There has been speculation that the animal is a decomposed sea turtle, but their beaks do not have teeth, and the turtle's shell is attached along the spine, and this creature shows no damage to the spine.

There are said to be photographs suggesting that the animalis a decomposed pit bull, and that the distortions in the jaw are the result of water action, and only appear to be a beak.

There has been speculation, also, that it's a raccoon, and famed cryptozoologist Loren Coleman believes that this may be the case. Coleman says, "The "Montauk Monster" appears to be a normal decomposing carcass, denuded by the elements, the ocean, and storms, of raccoon, or perhaps a dog."
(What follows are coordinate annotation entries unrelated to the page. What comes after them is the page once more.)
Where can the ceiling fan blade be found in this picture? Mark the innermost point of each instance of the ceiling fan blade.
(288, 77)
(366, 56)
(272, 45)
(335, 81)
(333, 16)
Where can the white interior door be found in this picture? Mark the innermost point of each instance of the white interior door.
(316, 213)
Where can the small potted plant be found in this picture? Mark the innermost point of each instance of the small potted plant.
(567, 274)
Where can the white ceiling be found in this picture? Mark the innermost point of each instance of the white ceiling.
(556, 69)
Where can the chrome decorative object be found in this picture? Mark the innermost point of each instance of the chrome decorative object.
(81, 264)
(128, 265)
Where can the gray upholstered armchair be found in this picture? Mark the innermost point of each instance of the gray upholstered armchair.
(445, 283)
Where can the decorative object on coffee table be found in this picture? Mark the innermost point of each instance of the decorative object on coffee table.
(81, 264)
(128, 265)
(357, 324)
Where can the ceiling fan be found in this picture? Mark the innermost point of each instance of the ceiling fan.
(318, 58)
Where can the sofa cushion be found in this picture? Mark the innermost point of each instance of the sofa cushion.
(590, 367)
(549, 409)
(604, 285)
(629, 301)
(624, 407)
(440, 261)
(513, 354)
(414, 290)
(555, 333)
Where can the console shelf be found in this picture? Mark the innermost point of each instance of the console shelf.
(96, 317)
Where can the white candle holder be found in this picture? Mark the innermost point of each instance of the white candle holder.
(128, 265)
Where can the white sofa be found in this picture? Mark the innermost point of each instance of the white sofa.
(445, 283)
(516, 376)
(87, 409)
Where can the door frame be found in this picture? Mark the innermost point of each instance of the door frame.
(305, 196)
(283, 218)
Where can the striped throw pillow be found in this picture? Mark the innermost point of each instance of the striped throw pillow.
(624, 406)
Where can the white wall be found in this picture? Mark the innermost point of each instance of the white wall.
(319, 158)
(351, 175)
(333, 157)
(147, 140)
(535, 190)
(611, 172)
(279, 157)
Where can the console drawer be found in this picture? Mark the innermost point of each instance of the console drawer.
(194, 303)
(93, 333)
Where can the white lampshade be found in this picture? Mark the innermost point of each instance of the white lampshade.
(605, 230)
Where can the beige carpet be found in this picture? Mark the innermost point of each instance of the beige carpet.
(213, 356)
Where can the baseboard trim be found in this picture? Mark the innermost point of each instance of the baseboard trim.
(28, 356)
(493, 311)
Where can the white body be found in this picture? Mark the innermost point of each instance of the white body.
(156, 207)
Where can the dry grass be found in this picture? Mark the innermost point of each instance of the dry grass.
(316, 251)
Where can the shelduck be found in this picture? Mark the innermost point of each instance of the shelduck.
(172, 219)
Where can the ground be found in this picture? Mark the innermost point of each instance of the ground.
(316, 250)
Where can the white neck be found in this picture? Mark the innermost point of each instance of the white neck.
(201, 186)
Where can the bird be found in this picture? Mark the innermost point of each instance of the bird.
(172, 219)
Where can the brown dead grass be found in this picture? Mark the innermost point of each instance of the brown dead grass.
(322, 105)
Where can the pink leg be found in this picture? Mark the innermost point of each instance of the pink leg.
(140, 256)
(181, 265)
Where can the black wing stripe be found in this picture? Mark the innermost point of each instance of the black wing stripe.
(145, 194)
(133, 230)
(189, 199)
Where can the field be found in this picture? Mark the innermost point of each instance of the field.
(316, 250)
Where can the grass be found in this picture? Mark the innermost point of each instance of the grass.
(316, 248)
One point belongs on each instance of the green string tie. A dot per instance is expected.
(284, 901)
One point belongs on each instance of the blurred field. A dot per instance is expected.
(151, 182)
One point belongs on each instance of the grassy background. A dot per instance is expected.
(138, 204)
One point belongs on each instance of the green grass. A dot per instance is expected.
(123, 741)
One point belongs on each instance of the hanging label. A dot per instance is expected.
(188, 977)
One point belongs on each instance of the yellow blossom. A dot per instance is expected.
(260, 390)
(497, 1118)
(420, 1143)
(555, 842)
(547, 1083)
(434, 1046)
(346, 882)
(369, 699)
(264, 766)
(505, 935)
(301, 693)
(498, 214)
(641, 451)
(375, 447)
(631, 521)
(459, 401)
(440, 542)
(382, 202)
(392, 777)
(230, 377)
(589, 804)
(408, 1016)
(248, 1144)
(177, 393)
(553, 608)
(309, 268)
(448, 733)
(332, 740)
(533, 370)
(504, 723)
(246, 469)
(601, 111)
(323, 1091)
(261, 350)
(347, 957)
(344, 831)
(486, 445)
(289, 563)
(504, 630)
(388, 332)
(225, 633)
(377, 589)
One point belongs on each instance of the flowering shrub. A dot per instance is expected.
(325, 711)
The animal also has strangely structured front paws, that seem to be designed, but poorly, for swimming, but once again, they could be deteriorated due to water action. However, it isn't clear that any known animal's paws would deteriorate in this manner, nor is it clear that
the beak structure is the result of water action.

The carcass itself has deteriorated and no particular effort appears to have been made to gather the remains as evidence, meaning that the public will never gain proper information about this case.

In August of 2004, Unknowncountry.com covered an unknown animal that was appearing in Texas which local media called the Elmendorf Beast. The first carcass was found in Elmendorf Texas in August of 2004. We had the remains studied by a biologist, John Gramieri, who stated that the skull was not a coyote or a dog, but possibly a mix known a a coydog that either had a disease or was the result of breeding, either intentional or in the wild.

Numerous other carcasses turned up in east Texas over the next few years.

There was some speculation that genetic manipulation could be involved, and there is indeed an extensive facility at the Texas A&M University Department of  Animal Science, but our calls to the department resulted in comment that they were not working on any projects involving mange, and not doing any genetic work that could result in animals such as those we were finding.

Again, the Plum Island facility has denied carrying out any research that could have resulted in the deformities and distortions in a carcass. Its mission includes diagnosing and detecting foreign animal disease agents that are accidentally or "deliberately" introduced into the United States. It has also been pointed out by some observers that Lyme Disease was first seen in Lyme,Connecticut, immediately across the sound from Plum Island,at a time when such disease vectors were allegedly understudy on the island.

The Elmendorf animals were either genetic alterations or victims of profound disease, and it seems also that this animal may have had some illness. If so, it could have escaped from Plum Island, where animal experiments using various disease vectors are carried out.The presence of an identifying tag on the animal suggests that it may have been in captivity.